Loss of transferability. A model based on selected variables may be more sensitive to instrument drift or sample matrix changes than a full-spectrum model, because it relies on fewer data points to anchor the prediction.

References

[1] Shannon, C. E. (1948). A mathematical theory of communication. Bell System Technical Journal, 27(3), 379-423.

[2] Norgaard, L., Saudland, A., Wagner, J., Nielsen, J. P., Munck, L., & Engelsen, S. B. (2000). Interval partial least-squares regression (iPLS): A comparative chemometric study with an example from near-infrared spectroscopy. Applied Spectroscopy, 54(3), 413-419.

[3] Centner, V., Massart, D. L., de Noord, O. E., de Jong, S., Vandeginste, B. M., & Sterna, C. (1996). Elimination of uninformative variables for multivariate calibration. Analytical Chemistry, 68(21), 3851-3858.

[4] Chong, I.-G., & Jun, C.-H. (2005). Performance of some variable selection methods when multicollinearity is present. Chemometrics and Intelligent Laboratory Systems, 78(1-2), 103-112.

[5] Wold, S., Johansson, E., & Cocchi, M. (1993). PLS — Partial least squares projections to latent structures. In H. Kubinyi (Ed.), 3D QSAR in Drug Design: Theory, Methods and Applications (pp. 523-550). ESCOM.

[6] Li, H., Liang, Y., Xu, Q., & Cao, D. (2009). Key wavelengths screening using competitive adaptive reweighted sampling method for multivariate calibration.
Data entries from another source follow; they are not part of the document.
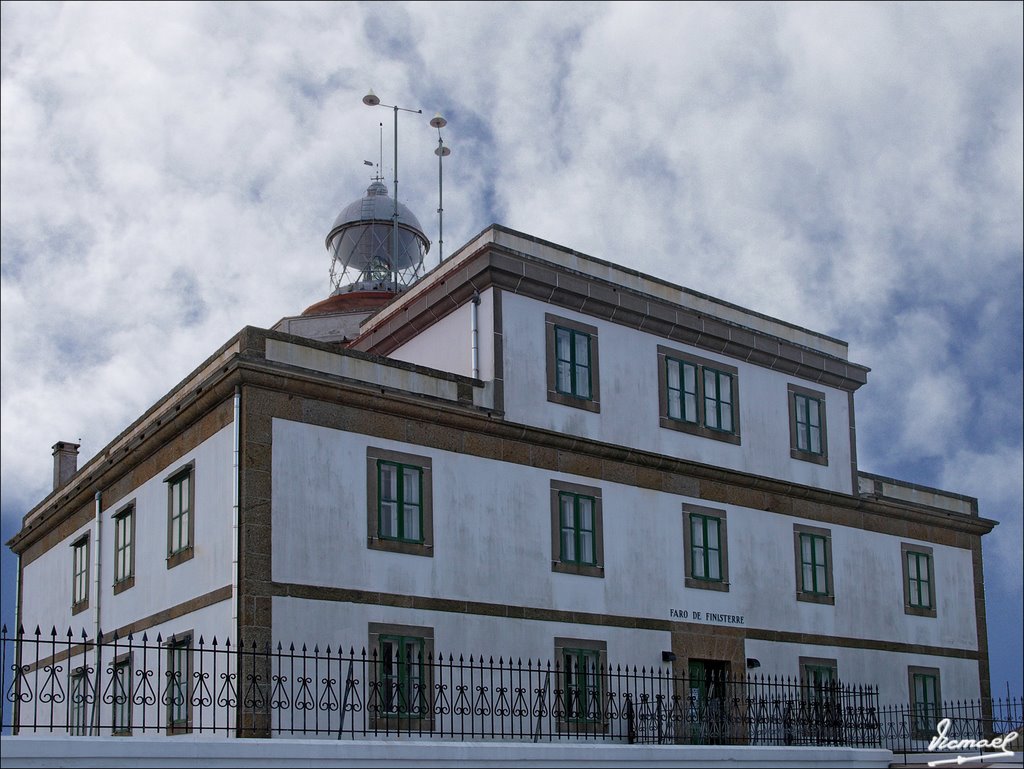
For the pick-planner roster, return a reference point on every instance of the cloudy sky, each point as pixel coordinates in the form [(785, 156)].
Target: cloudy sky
[(169, 173)]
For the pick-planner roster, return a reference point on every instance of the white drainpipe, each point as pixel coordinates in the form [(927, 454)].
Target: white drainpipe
[(475, 341), (236, 469), (235, 516), (96, 551)]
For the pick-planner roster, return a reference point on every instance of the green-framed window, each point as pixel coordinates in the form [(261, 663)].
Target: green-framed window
[(124, 530), (79, 700), (706, 548), (399, 501), (177, 693), (919, 579), (402, 679), (718, 399), (698, 395), (681, 384), (179, 535), (813, 563), (820, 680), (80, 572), (578, 528), (925, 701), (582, 685), (121, 705), (572, 362), (808, 420)]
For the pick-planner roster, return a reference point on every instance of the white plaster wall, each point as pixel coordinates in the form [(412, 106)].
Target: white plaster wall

Analytica Chimica Acta, 648(1), 77-84.

[7] Bellman, R. (1961). Adaptive Control Processes: A Guided Tour. Princeton University Press.

[8] Mehmood, T., Liland, K. H., Snipen, L., & Saebo, S. (2012). A review of variable selection methods in partial least squares regression. Chemometrics and Intelligent Laboratory Systems, 118, 62-69.

[9] Rinnan, A., van den Berg, F., & Engelsen, S. B. (2009). Review of the most common pre-processing techniques for near-infrared spectra. TrAC Trends in Analytical Chemistry, 28(10), 1201-1222.